(Update: 3:30 p.m. Eastern, June 25 - The story has been updated with information on a new bill being introduced in the North Carolina legislature today.)
Health clubs in North Carolina remain closed after a bill passed by the state legislature that would have allowed clubs to reopen in phase two of the state’s reopening plan was vetoed by the governor and the House was unable to override the veto. However, a new bill may offer renewed hope.
Phase two of North Carolina’s reopening plan was scheduled to end on June 26, but Gov. Roy Cooper announced on June 24 that he would extend phase two for three more weeks, meaning phase three would start no earlier than July 17. Gyms are one of the businesses that originally were set to reopen in phase two but then were pushed to phase three at the last minute. Fitness facilities in the state have been closed since March 25 when the governor issued stay at home orders to help curb the spread of COVID-19.
Gym operators that formed an alliance called Fitness Operators for Responsible Reopening (FORR) came together at the capitol building in Raleigh, North Carolina, on June 24 to hold a rally and lobby state legislators to override the governor’s June 18 veto of House Bill 594, which would have allowed gyms to reopen at 50 percent capacity with measures such as social distancing, increased cleaning protocols and daily screenings of employees for the virus. Cooper said he vetoed the bill over concerns about the rising number of COVID-19 cases in the state.
After the failed attempt to override the veto, members of FORR worked with some of the state legislators to add gyms to House Bill 806, which initially addressed offering limited immunity from COVID-19 related claims for privately owned community pools. Now the bill also seeks to reopen health clubs in the state in phase two with conditions, such as limiting capacity to 40 percent at indoor facilities, requiring staff to wear masks and strongly encouraging members to do so, making contactless check in available, and enforcing social distancing in every area of the club including group exercise rooms. A vote is expected on the bill today.
North Carolina has 985 health clubs, 45,000 employees that are out of work and 2.5 million health club members, according to FORR.

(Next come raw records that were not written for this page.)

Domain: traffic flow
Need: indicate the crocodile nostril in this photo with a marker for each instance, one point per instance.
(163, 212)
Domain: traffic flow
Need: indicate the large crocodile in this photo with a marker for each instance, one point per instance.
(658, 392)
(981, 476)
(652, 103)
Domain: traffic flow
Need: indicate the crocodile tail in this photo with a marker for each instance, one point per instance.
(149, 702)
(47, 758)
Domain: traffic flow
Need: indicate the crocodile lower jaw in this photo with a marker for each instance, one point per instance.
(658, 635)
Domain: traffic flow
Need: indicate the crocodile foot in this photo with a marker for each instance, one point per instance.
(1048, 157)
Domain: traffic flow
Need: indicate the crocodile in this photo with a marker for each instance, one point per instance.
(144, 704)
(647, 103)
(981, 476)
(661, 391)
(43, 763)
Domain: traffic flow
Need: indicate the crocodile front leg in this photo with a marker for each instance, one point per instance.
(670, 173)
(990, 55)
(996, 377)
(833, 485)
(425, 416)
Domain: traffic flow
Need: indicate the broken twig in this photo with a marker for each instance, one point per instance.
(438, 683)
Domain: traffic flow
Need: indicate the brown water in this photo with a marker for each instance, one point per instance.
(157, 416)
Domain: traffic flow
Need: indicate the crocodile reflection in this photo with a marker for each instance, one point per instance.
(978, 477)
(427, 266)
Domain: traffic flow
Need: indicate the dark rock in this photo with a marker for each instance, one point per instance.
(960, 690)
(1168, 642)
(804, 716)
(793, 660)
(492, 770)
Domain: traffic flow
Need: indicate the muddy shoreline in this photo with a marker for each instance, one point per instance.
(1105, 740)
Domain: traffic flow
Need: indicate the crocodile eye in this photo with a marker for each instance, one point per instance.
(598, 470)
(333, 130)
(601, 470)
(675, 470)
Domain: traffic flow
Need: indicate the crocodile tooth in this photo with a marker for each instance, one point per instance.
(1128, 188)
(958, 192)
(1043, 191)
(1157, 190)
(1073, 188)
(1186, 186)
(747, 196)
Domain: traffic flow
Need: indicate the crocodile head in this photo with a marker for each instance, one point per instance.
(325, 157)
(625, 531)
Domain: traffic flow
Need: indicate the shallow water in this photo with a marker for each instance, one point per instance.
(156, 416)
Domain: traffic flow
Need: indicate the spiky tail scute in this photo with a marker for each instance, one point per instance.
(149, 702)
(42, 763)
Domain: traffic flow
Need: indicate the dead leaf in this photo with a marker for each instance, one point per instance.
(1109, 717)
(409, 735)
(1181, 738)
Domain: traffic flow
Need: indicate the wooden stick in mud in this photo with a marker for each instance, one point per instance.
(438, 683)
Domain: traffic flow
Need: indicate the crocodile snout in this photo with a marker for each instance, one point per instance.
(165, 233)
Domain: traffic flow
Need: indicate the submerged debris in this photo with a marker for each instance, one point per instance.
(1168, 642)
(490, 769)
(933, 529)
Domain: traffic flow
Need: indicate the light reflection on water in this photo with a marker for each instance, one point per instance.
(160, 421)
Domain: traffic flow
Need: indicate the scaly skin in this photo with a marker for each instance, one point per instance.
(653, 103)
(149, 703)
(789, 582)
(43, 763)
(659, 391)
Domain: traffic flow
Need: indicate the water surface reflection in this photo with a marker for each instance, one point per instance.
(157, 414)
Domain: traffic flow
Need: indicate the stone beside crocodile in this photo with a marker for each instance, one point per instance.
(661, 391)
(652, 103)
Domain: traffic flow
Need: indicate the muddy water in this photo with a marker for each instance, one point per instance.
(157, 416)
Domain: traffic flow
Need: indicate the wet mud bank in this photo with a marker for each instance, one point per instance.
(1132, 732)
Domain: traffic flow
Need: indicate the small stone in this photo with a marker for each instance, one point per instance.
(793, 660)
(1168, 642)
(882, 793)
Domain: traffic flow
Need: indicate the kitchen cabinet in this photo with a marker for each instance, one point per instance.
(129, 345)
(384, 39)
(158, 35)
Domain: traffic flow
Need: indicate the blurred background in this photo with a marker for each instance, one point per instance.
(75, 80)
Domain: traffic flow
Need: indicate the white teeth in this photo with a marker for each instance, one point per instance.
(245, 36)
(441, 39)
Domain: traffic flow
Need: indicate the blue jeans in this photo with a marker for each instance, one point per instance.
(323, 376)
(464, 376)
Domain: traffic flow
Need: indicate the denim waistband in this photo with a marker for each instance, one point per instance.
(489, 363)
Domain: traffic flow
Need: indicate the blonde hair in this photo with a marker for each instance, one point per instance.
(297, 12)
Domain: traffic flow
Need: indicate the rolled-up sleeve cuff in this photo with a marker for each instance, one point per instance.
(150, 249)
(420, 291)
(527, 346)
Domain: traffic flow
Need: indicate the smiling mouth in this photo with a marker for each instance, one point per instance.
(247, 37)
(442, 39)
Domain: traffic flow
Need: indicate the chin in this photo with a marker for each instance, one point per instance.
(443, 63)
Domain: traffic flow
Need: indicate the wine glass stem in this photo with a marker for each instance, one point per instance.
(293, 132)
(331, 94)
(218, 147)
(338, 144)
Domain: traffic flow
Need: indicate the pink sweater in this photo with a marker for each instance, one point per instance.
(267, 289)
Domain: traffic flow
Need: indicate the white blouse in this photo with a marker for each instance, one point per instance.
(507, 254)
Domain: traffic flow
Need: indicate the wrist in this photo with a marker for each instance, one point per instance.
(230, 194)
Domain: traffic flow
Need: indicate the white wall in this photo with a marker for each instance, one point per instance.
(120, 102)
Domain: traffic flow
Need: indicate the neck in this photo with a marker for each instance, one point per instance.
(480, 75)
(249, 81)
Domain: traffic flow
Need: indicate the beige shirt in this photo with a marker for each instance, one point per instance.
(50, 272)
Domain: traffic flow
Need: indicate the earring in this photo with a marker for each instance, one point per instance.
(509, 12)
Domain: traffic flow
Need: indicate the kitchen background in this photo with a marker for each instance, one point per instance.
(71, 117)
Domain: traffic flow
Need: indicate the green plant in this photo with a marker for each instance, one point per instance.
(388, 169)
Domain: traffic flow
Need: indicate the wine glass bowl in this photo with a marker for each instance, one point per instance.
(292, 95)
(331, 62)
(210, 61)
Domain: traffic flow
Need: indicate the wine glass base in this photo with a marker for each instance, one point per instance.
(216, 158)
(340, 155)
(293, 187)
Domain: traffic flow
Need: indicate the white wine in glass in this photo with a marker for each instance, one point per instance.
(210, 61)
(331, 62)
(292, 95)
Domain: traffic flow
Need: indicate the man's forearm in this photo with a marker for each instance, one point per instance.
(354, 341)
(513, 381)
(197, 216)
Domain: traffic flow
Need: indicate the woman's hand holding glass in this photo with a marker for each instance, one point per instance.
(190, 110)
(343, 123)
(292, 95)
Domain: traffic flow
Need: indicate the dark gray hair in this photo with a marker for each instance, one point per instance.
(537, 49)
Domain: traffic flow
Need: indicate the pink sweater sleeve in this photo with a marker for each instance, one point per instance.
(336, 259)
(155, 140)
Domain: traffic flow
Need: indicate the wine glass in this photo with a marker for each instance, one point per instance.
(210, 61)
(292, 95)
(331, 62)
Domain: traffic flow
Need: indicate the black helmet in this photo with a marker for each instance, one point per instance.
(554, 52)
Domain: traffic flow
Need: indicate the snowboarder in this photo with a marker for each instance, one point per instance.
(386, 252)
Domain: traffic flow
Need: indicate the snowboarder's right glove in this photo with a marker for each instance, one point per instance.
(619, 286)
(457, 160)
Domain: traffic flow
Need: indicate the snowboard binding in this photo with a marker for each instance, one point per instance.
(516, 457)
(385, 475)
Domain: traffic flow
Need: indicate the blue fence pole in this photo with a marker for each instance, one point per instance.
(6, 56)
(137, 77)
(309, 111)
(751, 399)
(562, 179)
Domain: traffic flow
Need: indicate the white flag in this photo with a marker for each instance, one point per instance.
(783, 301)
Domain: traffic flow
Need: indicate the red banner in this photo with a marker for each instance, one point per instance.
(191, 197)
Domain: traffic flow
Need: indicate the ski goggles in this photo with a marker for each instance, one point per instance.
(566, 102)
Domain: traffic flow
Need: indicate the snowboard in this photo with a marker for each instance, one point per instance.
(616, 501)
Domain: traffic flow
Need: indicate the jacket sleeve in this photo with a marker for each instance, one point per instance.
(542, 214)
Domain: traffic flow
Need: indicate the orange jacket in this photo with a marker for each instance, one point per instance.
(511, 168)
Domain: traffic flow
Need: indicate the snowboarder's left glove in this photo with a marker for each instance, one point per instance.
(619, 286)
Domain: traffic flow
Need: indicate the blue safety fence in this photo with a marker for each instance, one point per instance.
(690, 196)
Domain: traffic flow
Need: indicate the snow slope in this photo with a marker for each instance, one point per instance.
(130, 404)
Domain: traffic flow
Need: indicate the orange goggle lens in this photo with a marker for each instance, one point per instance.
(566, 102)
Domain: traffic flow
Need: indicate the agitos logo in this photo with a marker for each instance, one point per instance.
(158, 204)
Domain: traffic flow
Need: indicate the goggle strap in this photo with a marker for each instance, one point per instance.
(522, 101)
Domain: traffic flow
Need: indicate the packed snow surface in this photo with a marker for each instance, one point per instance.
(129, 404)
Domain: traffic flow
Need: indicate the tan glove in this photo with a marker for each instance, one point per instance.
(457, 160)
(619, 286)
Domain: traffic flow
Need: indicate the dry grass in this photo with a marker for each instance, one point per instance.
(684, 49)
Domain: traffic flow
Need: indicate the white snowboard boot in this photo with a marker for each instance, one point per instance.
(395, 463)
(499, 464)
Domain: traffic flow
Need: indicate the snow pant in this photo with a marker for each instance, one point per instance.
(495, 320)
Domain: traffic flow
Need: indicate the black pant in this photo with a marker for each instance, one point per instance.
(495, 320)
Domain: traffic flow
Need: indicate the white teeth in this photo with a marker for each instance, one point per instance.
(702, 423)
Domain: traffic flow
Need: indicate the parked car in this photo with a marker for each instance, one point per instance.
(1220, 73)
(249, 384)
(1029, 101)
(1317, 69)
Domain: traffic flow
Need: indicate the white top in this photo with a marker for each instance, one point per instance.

Members of FORR include O2 Fitness and franchisees of Planet Fitness, Crunch Fitness and Orangetheory Fitness.
The group developed a 14-step plan to safely reopen health clubs in the state. The plan included opening at 40 percent capacity or 10 people per 1,000 square feet as well as increased cleaning protocols and social distancing measures.
FORR released this statement after the override was unsuccessful: “We are disappointed with the outcome of today’s vote. Every day gyms are closed is another day our hard-working employees are out of work and health club members are deprived of their workout routines. We commend the bipartisan group of lawmakers who supported this effort to safely reopen gyms and save jobs on behalf of North Carolina’s 2.5 million health club members and 45,000 gym employees. Forty-seven governors from both political parties have acknowledged the relationship between physical fitness and mental health by allowing gyms to safely reopen, so why won’t Governor Cooper? We strongly urge the governor to amend his Executive Order to reopen gyms now using our science backed, 14-step plan featuring the highest public health precautions and stringent sanitation protocols.”